“Aliás, a Dilma está proibida de aparecer na praia. Pra não assustar o Ano-Novo! Senão o Ano-Novo sai correndo, não entra e a gente fica no Ano Velho.”
O dilema é que não se sabe o que será pior: se 2015, já vencido, ou o porvir de 2016.
Uma coisa é certa: teremos a travessia de ano, mais indefinida e sem previsibilidade, da história do Brasil.
As apreensões se generalizam, em relação ao futuro do país. O governo tenta aparentar ter sido afastado o risco do impeachment.
Sem pessimismo, trata-se de pura ilusão de ótica, ou simplesmente, tentativa de enganar a si mesmo.
Quem analise o momento nacional com isenção, enxerga com nitidez, que o estomago e os bolsos vazios da população, ao lado da indignação pela corrupção endêmica, anteveem um Congresso “acuado”, a partir de fevereiro próximo, em face de pressão nacional incontida.
Antes da recente decisão do STF, o governo intimidava os congressistas, ao denunciar a existência de golpe em marcha. Agora, o Supremo legitimou o impeachment como solução democrática, prevista na Constituição. Não há mais que falar em golpe.
Diante desse novo quadro, os congressistas que porventura votarem pelo afastamento de Dilma, não irão temer o epíteto de golpistas. Ficarão livres da acusação de antidemocratas.
O próprio judiciário, caso acolha a anulação das eleições de 2015 por vício insanável, não estará praticando atentado à ordem democrática.

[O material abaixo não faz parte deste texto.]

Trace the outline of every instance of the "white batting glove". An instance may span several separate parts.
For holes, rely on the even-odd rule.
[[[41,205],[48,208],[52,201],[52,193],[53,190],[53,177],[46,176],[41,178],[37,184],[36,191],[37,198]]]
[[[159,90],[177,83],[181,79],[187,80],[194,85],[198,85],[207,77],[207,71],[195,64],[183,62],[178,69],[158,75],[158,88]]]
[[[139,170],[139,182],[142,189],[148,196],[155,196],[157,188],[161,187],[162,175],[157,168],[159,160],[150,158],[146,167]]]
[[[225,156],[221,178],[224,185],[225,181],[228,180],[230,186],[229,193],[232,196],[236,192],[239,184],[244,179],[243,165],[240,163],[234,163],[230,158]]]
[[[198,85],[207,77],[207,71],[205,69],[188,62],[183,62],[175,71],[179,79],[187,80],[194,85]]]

O ano de 2016 começará com dois cenários distintos: ou, o governo livra-se do impeachment, com a realização plena do ajuste fiscal, absolutamente indispensável, ou, ocorrerá o inevitável agravamento de insuperáveis dificuldades, no caixa do tesouro nacional.
Impeachment é sempre o resultado de irresistível sentimento popular de protesto. E tudo começa com a derrocada da economia, afetando o emprego e renda.
Collor caiu, a partir da hora em que congelou a poupança.
Dilma poderá cair, a partir do momento em que adiar o ajuste fiscal, que não pode ser realizado a base de “mágicas”, fantasias, ou irrealismo.
Não há tratamento saudável e indolor para o enfermo na UTI, como é o caso da economia brasileira.
As aparências levam a conclusão de que o PT, Lula e Dilma não interessam fazer o ajuste fiscal, como recomendado por Joaquim Levy.
Eles desejam maquiar a economia.
Colocaram Nelson Barbosa na Fazenda, com a missão política de aproximar-se da CUT, MST, Sindicatos e sua base política petista, além de liberar favores e benesses para “calar” lideranças empresariais.
Lula tem defendido junto a Dilma, aliás, a repetição dos seus governos passados, que é iludir os miseráveis com bolsa família e a classe média com crédito fácil. Simultaneamente, o retorno à linha de “agradar” a “avenida Paulista” (leia-se empresariado) para não ter o “stablishment” contra o governo.
Lula comanda a pressão para o anuncio de medidas mirabolantes, fazendo o que sempre fez no poder: explodir expectativas e ilusões, que endividam o país.
Observe-se que a estratégia não é voltada apenas para os mais pobres.
Busca também satisfazer os empresários, a fim de silenciá-los, através da liberação de dinheiro subsidiado no BNDES, ou outros bancos oficiais, em projetos “de poucos beneficiários”, que não geram empregos diretos, nem aumento de renda coletivo, além de assegurar o usufruto de incentivos, isenções e benefícios de toda ordem.
Percebe-se que o PT implantou no país dois tipos de “bolsa: a família para os de baixa renda (ou sem renda) e a “bolsa BNDES e bancos oficiais”, que sob o pretexto de incentivar o crescimento (!!!!) da economia, privilegia “escolhidos” na área empresarial.
A cooptação foi de tal ordem, que há casos de entidades de representação empresarial, agasalhando em seus quadros dirigentes, “ex-companheiros” militantes do petismo, que no passado dirigiram entidades de classe notoriamente radicais.
Com esse cenário, só restará implorar, em uníssona oração, que em 2016 “Deus salve o Brasil!".